Two natural gas-directed rigs were added during the week in the United States, while oil-directed rigs remained unchanged overall at 337. The combined 432 domestic rigs compares with 602 rigs active in the year-ago period, according to the BKR numbers, which are based partly on data provided by Enverus.
Land drilling increased by five rigs week/week, while the Gulf of Mexico posted a net decline of three rigs. Horizontal rigs increased by three overall, while directional rigs saw a net decline of one unit week/week.
The Canadian rig count dropped 11 units to fall to 58 for the week, up from 35 in the year-ago period. Declines included five oil-directed rigs and six natural gas-directed.
Among plays, there were no major net changes week/week in the updated BKR numbers. Reflecting the uptick in gas-directed drilling in the United States, the Haynesville and Utica shales each added a rig to their respective totals during the period.
Broken down by state, Utah added two rigs for the week, while Ohio and Oklahoma each added one.
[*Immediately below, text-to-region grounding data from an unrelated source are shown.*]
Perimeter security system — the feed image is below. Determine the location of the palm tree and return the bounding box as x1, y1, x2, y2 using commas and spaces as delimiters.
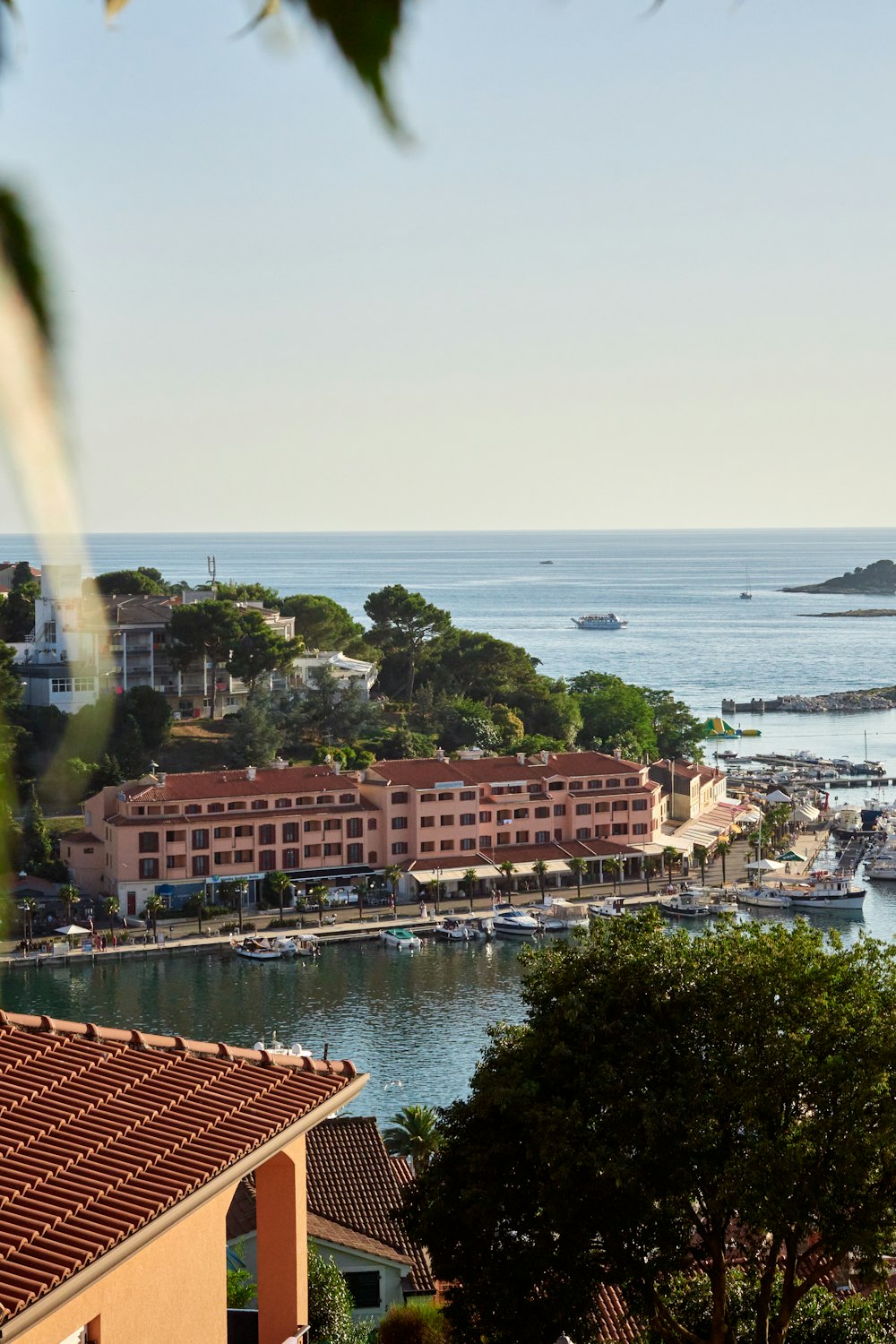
59, 882, 81, 924
567, 859, 589, 898
307, 882, 329, 929
19, 897, 40, 948
383, 1107, 442, 1176
716, 840, 731, 887
694, 844, 710, 887
99, 895, 119, 933
662, 844, 681, 882
498, 859, 516, 906
532, 859, 548, 905
383, 863, 401, 910
143, 892, 165, 938
267, 868, 290, 925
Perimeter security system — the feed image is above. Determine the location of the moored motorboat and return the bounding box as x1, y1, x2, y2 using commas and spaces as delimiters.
380, 929, 423, 952
492, 906, 540, 938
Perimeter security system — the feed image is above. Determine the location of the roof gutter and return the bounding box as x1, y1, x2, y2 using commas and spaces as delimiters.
0, 1074, 369, 1341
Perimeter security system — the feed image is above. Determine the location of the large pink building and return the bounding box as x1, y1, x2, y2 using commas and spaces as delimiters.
62, 752, 664, 914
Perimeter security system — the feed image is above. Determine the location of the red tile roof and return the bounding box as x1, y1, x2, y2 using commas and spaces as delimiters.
307, 1116, 434, 1293
0, 1011, 358, 1324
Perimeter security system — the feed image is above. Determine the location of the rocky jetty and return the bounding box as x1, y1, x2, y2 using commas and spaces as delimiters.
780, 561, 896, 596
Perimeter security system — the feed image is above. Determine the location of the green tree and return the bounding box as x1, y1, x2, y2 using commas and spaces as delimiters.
280, 593, 364, 653
364, 583, 452, 703
169, 602, 242, 719
383, 1107, 442, 1176
406, 913, 896, 1344
567, 859, 589, 897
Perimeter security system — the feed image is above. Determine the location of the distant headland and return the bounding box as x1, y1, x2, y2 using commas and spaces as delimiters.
780, 561, 896, 596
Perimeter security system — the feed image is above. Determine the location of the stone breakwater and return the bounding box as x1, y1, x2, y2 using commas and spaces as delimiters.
721, 687, 896, 718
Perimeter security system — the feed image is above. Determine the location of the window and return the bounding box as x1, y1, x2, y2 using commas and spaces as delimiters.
342, 1269, 380, 1306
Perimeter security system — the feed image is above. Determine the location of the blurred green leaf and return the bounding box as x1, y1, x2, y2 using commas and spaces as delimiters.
0, 188, 52, 344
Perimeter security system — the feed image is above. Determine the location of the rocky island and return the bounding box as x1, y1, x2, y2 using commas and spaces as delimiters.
780, 561, 896, 597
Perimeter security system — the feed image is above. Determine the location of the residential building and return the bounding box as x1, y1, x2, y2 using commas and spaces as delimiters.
227, 1116, 435, 1322
62, 752, 662, 916
0, 1012, 366, 1344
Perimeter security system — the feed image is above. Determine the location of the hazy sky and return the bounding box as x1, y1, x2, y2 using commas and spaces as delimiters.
0, 0, 896, 532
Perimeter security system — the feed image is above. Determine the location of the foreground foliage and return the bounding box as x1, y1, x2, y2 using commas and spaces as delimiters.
406, 917, 896, 1344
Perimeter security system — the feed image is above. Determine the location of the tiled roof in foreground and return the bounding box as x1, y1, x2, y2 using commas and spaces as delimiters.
0, 1011, 358, 1324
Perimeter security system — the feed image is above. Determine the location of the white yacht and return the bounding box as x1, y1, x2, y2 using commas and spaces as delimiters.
573, 612, 629, 631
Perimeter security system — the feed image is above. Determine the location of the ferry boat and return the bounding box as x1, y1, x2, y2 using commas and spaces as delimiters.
573, 612, 629, 631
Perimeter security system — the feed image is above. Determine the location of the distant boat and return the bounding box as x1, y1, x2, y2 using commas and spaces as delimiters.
573, 612, 629, 631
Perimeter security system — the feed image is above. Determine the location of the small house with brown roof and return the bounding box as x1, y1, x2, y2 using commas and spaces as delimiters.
0, 1012, 366, 1344
227, 1116, 435, 1322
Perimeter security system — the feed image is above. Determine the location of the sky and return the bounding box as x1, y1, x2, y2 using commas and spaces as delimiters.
0, 0, 896, 534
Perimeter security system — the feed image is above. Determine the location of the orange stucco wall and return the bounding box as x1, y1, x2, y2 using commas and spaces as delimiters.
15, 1185, 235, 1344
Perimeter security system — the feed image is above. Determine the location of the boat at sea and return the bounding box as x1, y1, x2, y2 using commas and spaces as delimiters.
790, 870, 866, 911
573, 612, 629, 631
380, 929, 423, 952
492, 906, 538, 938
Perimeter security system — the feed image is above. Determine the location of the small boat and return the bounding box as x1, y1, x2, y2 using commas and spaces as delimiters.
492, 906, 540, 938
573, 612, 629, 631
232, 938, 280, 961
433, 919, 470, 943
659, 887, 712, 919
380, 929, 423, 952
790, 871, 866, 910
589, 897, 625, 919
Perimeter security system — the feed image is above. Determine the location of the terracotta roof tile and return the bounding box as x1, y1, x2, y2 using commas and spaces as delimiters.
0, 1012, 356, 1322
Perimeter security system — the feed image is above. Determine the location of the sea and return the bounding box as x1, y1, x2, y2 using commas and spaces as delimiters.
6, 524, 896, 774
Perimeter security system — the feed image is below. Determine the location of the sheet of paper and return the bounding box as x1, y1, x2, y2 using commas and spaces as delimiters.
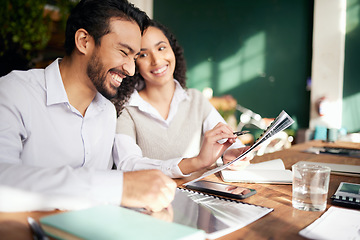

Louisiana and Wyoming each saw a net decline of one rig for the period.
Oilfield services provider Patterson-UTI Energy Inc. earlier in the week reported an average of 70 drilling rigs in operation for March 2021. For the first three months of the year, the company had an average of 69 drilling rigs in operation.
Meanwhile, the global supply/demand balance should support crude prices near their current levels through 2021, though fluctuations are all but certain, Moody’s Investors Service said in a recent report.
The Moody’s analysts said average West Texas Intermediate crude prices this year should be in the middle of their forecast range of $45-65/bbl.
“We expect that the recovery in oil production will lag increases in demand and will accelerate a rebalancing of the physical markets,” the analysts said. Prices, however, “will remain highly volatile, with periods outside the top or bottom ends of the range.”